The company hasn't scored many design wins and might not get another chance

Feb 1, 2013 08:58 GMT  ·  By

The Tegra 3 mobile system-on-chip has managed to charm its way into the tablet designs of many consumer electronics device developers, but the same cannot be said about its successor.

NVIDIA did say the Tegra 4 was faster than the Apple A6X in the iPad, and better by a factor of 6 than Tegra 3.

Knowing that, one might be tempted to believe that tablet makers, and smartphone designers for that matter, would be gathering under its banner with all haste.

This is not happening, according to reports out of Taiwan, which Digitimes has picked up on.

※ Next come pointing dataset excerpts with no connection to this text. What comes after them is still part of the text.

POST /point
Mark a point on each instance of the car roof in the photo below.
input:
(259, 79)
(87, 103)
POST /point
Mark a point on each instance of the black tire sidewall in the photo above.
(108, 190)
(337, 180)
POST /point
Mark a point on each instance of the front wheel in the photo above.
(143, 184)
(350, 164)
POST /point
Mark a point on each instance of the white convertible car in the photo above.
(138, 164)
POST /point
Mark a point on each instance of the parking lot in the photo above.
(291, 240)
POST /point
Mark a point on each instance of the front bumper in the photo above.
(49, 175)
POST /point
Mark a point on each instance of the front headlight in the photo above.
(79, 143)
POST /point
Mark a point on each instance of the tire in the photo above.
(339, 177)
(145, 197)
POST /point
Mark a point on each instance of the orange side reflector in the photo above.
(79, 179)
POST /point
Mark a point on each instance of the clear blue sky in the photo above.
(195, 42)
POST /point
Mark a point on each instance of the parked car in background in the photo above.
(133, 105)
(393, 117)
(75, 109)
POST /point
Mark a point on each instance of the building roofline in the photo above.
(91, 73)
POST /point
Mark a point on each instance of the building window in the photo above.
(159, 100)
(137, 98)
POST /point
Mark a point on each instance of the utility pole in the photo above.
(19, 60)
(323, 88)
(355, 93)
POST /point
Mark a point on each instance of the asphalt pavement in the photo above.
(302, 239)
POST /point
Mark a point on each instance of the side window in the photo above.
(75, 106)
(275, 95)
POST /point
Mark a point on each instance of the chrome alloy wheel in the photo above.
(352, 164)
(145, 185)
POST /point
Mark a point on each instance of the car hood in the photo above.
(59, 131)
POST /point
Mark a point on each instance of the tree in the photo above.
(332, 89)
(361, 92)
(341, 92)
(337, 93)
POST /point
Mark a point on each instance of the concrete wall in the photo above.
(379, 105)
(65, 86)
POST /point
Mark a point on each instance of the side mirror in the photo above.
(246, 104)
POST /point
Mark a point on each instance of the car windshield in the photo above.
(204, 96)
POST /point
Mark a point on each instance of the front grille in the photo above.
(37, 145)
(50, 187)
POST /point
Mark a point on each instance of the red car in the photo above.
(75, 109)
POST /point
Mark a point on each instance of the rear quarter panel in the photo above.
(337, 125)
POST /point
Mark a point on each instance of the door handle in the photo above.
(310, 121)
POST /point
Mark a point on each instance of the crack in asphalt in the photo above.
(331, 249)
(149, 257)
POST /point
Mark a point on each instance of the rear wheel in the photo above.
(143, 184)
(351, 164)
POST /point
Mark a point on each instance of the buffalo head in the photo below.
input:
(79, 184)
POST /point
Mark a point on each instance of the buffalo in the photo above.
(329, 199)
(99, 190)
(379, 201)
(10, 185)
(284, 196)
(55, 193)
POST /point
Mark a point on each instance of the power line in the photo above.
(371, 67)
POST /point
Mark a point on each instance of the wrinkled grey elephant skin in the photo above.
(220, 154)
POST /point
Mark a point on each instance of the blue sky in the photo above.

Toshiba is, thus far, the only vendor that has confirmed use of the Tegra 4. Other companies, like Acer and ASUS, have other processor sources.

More precisely, the two have close ties with Qualcomm, so they are bound to choose Snapdragon SoCs over NVIDIA's Wayne.

If this state of affairs doesn't change, the Santa Clara, California-based GPU and SoC maker might have to reduce the prices of Tegra 3 to stay relevant in the mobile sector.

If nothing else, entry-level devices with ASUS Transformer Prime-level specifications will turn heads for certain, though MediaTek and other China-based chip makers might cause trouble with their own low-cost solutions.

On the flip side, most Tegra 4 slates won't be out and about until the middle of the year. As such, NVIDIA still has a few months to get contracts. Tegra 4 is no slouch after all.

For those that need a refresher course, Tegra 4 Wayne has four ARM cores (Cortex A15) and a GPU with 72 custom cores. 4G LTE broadband can be included as well, by adding the Icera i500 chipset to the mix.

The prospects for Tegra 4 smartphones are shrouded in even more uncertainty than the tablets, or less depending on one's view. Given the might of the platform, only “superphones” can be made with it.